The Ricoh has proved a conceit whereby the club were sent to Coventry’s outskirts in 2005, thence to administration and Northampton, before returning to find they were to be Wasps’ tenants. So the football club know all about rugby boots even before the league franchise in the offing. The churned pitch justified playing the bulk of the match in the air but on the ground the holding midfielder, Ben Stevenson, 19, looked an elegant one to watch.
On FA Cup sixth-round day it was impossible not to reflect on how far Coventry have sunk. They were on their way to Wembley 30 years ago, having done for Manchester United with Spurs to beat 3-2 in the final. On 2 April they return for the Checkatrade final with Oxford United. Between times, in 2001 with Bradford and Manchester City, they left the top tier after 37 years. Thus have Robins’s “mighty” club fallen. But the Sky Blue support at Wembley, five or six times what comes to the Ricoh, will be another measure of SISU’s abject failure and insensitivity. Was that Otium or Odium?
•If fame is about seizing opportunities, then Mark Wright did not miss his and may have matched his siblings. Gillingham were 2-0 down at home to Scunthorpe in the 77th minute when they were awarded a penalty. The midfielder Wright converted to the goalkeeper Luke Daniels’ left. Five minutes later they had another and, from the same approach, he scored to the keeper’s right. Then, in the 86th minute, they got a third and again, with an identical run, he dead-pan duplicated the second – 10 minutes for three. He had a couple of seasons at Scunthorpe but before Daniels was there, so there was no foreknowledge from training. Wright’s brother and sister are Mark and Jessica, stars of The Only Way Is Essex. Is his own distinction to hold the record for fastest professional penalty hat-trick in football?

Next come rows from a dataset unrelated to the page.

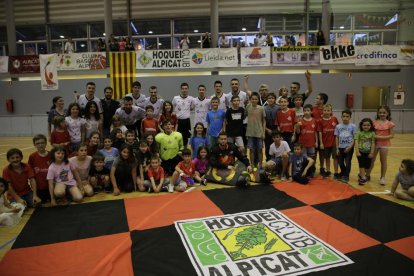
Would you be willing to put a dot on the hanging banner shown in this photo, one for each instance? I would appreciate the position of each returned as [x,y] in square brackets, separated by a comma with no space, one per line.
[298,55]
[48,72]
[210,58]
[122,72]
[82,61]
[262,242]
[24,64]
[255,56]
[185,59]
[4,64]
[385,55]
[337,54]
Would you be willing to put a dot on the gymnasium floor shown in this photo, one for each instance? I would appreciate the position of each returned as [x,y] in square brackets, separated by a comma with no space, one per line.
[402,148]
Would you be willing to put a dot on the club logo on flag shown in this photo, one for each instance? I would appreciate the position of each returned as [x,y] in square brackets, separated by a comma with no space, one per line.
[263,242]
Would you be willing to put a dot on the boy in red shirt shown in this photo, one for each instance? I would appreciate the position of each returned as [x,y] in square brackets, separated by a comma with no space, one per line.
[308,135]
[285,121]
[39,162]
[157,179]
[184,172]
[149,125]
[18,175]
[326,130]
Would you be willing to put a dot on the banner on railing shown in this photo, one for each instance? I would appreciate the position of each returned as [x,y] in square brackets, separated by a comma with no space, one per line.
[24,64]
[337,54]
[254,56]
[48,72]
[297,55]
[186,59]
[385,55]
[4,64]
[82,61]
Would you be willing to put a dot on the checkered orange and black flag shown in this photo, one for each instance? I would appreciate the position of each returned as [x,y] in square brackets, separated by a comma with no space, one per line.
[122,72]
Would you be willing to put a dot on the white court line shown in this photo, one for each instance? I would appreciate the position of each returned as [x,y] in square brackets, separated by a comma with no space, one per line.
[190,189]
[380,193]
[4,153]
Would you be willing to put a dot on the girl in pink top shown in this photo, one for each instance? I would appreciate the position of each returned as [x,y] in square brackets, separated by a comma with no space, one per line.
[384,132]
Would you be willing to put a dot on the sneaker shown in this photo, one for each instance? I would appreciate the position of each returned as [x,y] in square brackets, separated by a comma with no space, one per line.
[170,188]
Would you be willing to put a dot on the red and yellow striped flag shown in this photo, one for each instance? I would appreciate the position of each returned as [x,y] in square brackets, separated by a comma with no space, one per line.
[122,72]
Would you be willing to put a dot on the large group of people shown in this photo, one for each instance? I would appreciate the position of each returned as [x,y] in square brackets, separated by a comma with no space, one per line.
[148,143]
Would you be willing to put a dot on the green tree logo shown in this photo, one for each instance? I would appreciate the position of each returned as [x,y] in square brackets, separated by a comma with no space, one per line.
[250,238]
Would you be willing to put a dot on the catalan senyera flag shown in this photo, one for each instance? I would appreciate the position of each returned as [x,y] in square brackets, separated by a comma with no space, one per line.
[122,71]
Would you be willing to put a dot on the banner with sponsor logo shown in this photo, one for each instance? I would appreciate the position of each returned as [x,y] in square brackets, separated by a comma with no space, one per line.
[297,55]
[48,72]
[24,64]
[82,61]
[4,64]
[263,242]
[214,57]
[337,54]
[254,56]
[385,55]
[187,58]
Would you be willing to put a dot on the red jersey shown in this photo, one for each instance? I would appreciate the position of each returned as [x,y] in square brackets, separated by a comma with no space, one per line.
[307,132]
[156,174]
[40,164]
[188,170]
[149,126]
[19,182]
[327,127]
[317,112]
[286,120]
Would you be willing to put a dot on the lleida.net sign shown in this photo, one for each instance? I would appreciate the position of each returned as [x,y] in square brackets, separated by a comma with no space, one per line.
[263,242]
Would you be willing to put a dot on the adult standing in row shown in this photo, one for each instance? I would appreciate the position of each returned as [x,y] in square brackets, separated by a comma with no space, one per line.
[295,87]
[83,99]
[109,107]
[57,109]
[183,105]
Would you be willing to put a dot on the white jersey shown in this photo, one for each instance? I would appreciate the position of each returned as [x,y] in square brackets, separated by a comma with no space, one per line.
[201,109]
[140,101]
[157,106]
[74,127]
[223,101]
[243,98]
[183,106]
[128,119]
[82,101]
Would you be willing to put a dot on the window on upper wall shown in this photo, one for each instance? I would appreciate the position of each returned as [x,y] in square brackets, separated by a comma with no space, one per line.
[341,22]
[236,24]
[150,27]
[375,21]
[68,30]
[30,33]
[191,25]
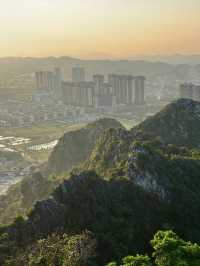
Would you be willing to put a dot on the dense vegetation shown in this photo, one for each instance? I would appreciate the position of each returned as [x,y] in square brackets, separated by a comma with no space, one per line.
[132,184]
[169,250]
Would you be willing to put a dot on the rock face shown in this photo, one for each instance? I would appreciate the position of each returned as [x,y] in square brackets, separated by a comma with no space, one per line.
[75,147]
[132,184]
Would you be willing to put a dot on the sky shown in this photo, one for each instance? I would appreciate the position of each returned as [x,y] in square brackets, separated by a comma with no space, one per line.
[99,28]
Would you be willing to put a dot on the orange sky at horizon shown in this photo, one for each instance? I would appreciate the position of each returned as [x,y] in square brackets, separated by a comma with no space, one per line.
[93,28]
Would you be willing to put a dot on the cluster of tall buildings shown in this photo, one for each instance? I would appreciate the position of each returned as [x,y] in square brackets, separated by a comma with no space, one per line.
[116,90]
[98,92]
[190,91]
[49,81]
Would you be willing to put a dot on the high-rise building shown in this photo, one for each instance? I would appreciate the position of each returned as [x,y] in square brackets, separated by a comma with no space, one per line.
[78,74]
[139,90]
[187,90]
[78,94]
[58,81]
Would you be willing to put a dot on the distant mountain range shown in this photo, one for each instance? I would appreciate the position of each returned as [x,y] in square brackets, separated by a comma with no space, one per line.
[149,66]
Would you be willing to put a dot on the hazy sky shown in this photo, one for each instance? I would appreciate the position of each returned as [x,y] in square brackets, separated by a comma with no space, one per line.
[99,28]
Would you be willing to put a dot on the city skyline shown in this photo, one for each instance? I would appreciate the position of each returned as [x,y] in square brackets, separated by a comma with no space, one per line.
[99,29]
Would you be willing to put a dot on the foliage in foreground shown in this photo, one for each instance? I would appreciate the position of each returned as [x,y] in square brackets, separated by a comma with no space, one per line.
[169,250]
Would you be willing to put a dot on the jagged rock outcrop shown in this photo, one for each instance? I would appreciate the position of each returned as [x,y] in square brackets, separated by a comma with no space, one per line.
[75,147]
[138,181]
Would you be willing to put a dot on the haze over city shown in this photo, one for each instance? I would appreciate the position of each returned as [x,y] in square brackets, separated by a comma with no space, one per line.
[99,29]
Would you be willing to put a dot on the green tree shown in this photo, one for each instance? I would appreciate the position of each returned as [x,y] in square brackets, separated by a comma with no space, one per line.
[170,250]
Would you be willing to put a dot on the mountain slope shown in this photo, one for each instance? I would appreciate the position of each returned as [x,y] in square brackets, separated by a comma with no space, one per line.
[72,149]
[178,123]
[75,147]
[132,184]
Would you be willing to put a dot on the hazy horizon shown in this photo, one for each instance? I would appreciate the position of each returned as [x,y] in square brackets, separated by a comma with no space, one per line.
[99,29]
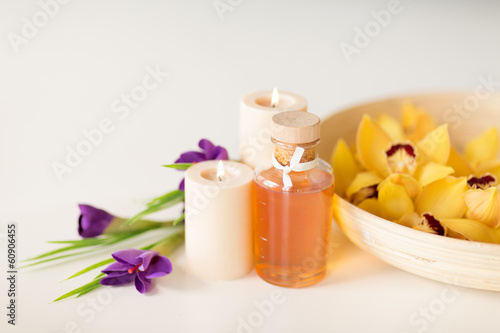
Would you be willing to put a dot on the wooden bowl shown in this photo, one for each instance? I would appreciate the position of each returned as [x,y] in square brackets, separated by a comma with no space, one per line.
[459,262]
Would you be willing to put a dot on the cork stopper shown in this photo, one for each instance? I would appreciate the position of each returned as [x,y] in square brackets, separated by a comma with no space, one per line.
[295,127]
[292,129]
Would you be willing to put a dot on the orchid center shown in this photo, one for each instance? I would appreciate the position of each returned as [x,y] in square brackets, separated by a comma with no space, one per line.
[484,182]
[401,158]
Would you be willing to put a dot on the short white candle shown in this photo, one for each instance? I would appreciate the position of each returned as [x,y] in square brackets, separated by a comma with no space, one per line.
[218,220]
[256,112]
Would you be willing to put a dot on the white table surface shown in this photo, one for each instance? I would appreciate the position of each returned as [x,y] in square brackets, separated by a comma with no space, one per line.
[65,77]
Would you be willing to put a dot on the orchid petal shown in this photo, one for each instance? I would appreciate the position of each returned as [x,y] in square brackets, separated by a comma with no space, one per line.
[443,198]
[433,171]
[344,166]
[411,185]
[372,206]
[483,206]
[482,148]
[473,230]
[435,146]
[391,126]
[410,220]
[458,163]
[371,143]
[394,201]
[362,180]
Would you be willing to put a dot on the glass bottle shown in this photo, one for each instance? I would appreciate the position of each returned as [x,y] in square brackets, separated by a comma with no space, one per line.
[291,225]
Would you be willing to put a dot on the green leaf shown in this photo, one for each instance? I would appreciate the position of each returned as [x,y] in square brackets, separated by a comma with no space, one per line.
[91,267]
[179,166]
[160,203]
[165,198]
[179,220]
[94,284]
[109,240]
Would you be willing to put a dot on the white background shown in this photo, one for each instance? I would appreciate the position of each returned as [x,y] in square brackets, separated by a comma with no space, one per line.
[64,78]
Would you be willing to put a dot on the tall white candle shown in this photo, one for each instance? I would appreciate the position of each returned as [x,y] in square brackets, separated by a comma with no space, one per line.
[256,112]
[218,220]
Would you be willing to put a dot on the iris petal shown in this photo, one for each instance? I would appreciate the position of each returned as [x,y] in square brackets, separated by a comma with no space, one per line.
[160,267]
[345,167]
[482,148]
[483,206]
[371,143]
[443,198]
[473,230]
[116,280]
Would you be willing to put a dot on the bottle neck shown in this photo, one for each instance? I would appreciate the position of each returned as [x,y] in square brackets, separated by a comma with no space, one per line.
[284,151]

•Walking to grounds and talking to fans has been one of the pleasurable rituals of reporting football. Four years ago it led to a chance chat at Plainmoor with Mark and Rachel Rapsey. They were up from Truro, to watch Torquay v York, both in League Two then. Mark was still playing and had a target. A fortnight ago he reached it. He scored his 2,000th goal in competitive non-League football, for Wadebridge Veterans. Next month he will be 50. He scored his first at 13, which would not be allowed now, for Malabar. He was “a skinny left-wing” then. He grew into a more substantial target-man, on Bristol City’s books as a schoolboy and, in 1986-87, a quarter-finalist with Falmouth Town in the FA Vase. More than 900 of his goals were semi-pro and his 2,000th was a penalty (he scored all but four of 162), so for good measure he made it 2001 and bowed out on crackling knees and a 25-yard chip. He and Rachel both work for the NHS and on 1 April they have another target. Their son Jack, if recovered from injury, should be playing for Cornwall against Middlesex in the FA County Youth Cup final at Barnet.
•Enough of records. Tony Mowbray, first of Coventry’s four managers this season, has resurfaced at struggling Blackburn and not lost in his five games to date. Saturday’s draw at Norwich brought his haul to nine points and may give them confidence get something out of the next four: Fulham, Preston, Brighton, Reading – all in the top eight with eyes on the Premier League.
•Carlisle United were the last club in any division to lose a league match, going 15 games before succumbing in the 16th on 12 November at Newport County, who have regularly been propping up League Two. Now Keith Curle’s side have lost four in a row, including two 3-0 home defeats. What would they do to recall Charlie Wyke, continuing his free scoring at Bradford?